News stories on the American Jazz Museum routinely sheathe it in a disappointing – that’s a euphemism for failed – redevelopment project. No question, 18th and Vine needs restaurants and shops. But when shown an early concept for rebuilding the district in the late 1980s, my reaction was that people will not flock to an oasis surrounded by a moat of industrial buildings and blight. Today there’s not nearly the blight that dominated the area back then, but it still takes a knowledge of the neighborhood or a leap of faith to drive 18th Street from the Crossroads to The Paseo. It’s safe. But few sights along the way reassure.
News stories suggest the city expects the museum to depend on it less for sufficiency. Yet, look at the city budget. The Liberty Memorial has $771,501 coming. Union Station is in there for $308,400, and the Kansas City Museum for another $408,305. The American Jazz Museum was budgeted to receive $466,094. Some of those other institutions have dedicated taxes flowing their way. Good for them. But why is it reasonable to expect the American Jazz Museum to thrive with less support than the others? News reports say the museum was expected to be more self-supporting by now. Well, city, the entire district was expected by now to have shops and restaurants and oodles of people walking its streets noon to night. The museum is an anchor but alone it will never be the jazz district’s salvation.
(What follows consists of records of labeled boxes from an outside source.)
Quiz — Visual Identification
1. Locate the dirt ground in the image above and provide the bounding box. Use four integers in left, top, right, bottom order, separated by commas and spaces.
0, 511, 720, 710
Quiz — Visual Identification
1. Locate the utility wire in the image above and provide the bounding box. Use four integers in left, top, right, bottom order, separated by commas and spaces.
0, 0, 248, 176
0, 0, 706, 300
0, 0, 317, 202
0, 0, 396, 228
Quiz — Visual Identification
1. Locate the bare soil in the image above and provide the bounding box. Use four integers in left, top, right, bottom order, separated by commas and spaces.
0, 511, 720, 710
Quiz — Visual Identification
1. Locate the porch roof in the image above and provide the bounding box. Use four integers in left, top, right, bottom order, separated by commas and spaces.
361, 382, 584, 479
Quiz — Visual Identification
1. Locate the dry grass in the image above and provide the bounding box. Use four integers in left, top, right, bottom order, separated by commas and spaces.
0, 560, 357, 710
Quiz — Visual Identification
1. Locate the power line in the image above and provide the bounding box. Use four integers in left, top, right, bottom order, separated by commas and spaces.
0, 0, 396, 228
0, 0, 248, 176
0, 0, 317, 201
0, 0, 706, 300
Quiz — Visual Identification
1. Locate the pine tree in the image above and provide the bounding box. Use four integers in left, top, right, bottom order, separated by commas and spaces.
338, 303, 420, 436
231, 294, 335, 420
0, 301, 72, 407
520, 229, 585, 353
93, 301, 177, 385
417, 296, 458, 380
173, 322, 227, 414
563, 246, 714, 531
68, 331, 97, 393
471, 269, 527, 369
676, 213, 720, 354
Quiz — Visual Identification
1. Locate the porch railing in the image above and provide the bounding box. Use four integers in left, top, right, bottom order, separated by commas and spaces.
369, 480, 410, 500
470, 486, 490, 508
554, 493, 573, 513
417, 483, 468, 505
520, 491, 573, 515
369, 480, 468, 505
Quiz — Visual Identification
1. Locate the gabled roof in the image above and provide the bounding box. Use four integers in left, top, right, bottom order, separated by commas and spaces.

Nonetheless, the museum can do more to pull the public into Kansas City’s rich heritage. Exhibits are interesting but stale and offer little incentive for a return visit. And consideration needs to be given to how, outside of Blue Room and festival programming, this museum of jazz can tie into an increasingly vibrant and exciting Kansas City jazz scene.
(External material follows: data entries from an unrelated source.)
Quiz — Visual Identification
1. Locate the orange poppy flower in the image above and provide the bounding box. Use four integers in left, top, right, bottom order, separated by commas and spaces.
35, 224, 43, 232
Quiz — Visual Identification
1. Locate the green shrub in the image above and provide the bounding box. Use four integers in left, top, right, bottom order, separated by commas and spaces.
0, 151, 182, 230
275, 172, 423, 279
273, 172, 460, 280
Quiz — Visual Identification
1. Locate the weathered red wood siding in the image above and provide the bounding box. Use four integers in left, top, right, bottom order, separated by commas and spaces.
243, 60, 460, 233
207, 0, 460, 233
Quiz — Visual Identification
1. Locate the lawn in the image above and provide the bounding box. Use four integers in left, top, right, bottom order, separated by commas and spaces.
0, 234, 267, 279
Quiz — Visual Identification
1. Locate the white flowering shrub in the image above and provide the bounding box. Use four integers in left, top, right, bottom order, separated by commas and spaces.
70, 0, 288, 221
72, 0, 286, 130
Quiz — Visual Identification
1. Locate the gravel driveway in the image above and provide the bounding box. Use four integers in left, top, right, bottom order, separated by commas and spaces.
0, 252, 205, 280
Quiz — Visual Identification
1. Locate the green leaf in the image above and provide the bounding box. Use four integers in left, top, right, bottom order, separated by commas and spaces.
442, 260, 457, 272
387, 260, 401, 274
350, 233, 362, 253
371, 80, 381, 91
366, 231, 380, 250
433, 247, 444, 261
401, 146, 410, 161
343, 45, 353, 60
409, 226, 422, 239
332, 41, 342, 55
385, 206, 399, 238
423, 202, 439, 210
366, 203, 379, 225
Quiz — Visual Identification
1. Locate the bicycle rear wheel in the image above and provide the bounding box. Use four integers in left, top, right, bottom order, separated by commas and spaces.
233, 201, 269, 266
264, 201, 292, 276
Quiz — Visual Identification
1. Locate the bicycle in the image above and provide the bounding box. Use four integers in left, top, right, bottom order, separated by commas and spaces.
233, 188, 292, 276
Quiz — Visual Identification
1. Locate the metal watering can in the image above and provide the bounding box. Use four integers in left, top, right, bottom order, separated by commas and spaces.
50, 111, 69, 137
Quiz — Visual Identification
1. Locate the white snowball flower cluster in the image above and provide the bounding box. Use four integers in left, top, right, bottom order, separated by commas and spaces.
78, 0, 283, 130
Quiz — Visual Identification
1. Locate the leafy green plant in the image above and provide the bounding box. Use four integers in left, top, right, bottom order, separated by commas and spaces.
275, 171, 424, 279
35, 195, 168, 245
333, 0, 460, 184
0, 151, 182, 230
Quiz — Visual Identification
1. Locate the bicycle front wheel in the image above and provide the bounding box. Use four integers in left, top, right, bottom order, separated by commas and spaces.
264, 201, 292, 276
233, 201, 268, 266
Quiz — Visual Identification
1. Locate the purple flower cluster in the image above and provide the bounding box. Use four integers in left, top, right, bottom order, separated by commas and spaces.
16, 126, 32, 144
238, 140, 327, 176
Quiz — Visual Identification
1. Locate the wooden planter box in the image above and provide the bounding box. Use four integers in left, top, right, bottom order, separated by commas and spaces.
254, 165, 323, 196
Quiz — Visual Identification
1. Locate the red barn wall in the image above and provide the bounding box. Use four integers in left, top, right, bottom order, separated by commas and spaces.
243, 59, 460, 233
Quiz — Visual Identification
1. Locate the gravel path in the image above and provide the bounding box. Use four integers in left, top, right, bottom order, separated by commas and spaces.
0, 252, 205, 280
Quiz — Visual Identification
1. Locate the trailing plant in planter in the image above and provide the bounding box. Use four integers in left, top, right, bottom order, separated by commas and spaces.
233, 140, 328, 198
A wonderful new web site, Inside Jazz Kansas City (here
) offers the musicians’ perspective on what is going on in Kansas City jazz today. In an opening day column for the site, trumpeter Clint Ashlock wrote this:
“We have many flagship groups that are as we speak developing a NEW Kansas City sound - something that hopefully our city will speak of soon with as much reverence as it does Basie, Williams, Parker. There are great things happening in Kansas City jazz right now. We have something exciting brewing, and venues who are starting to really support it. It's a really cool time to be here, right now.”
This is a growing, evolving jazz scene. Who ties it all together? Who examines the history, the up-the-Mississippi-from-New-Orleans-but-something-different-happened-here story of jazz, its expansion into bebop and fusion and all the other sidebars, its influence on rock, then its continued recasting into newer sounds and ideas and experiments? In Kansas City today, a fan can be immersed in jazz. But who is embracing the complete story? Who is wrapping their show-and-tell around the ongoing advancement of the music?
New leadership brings fresh opportunities to reimagine the American Jazz Museum.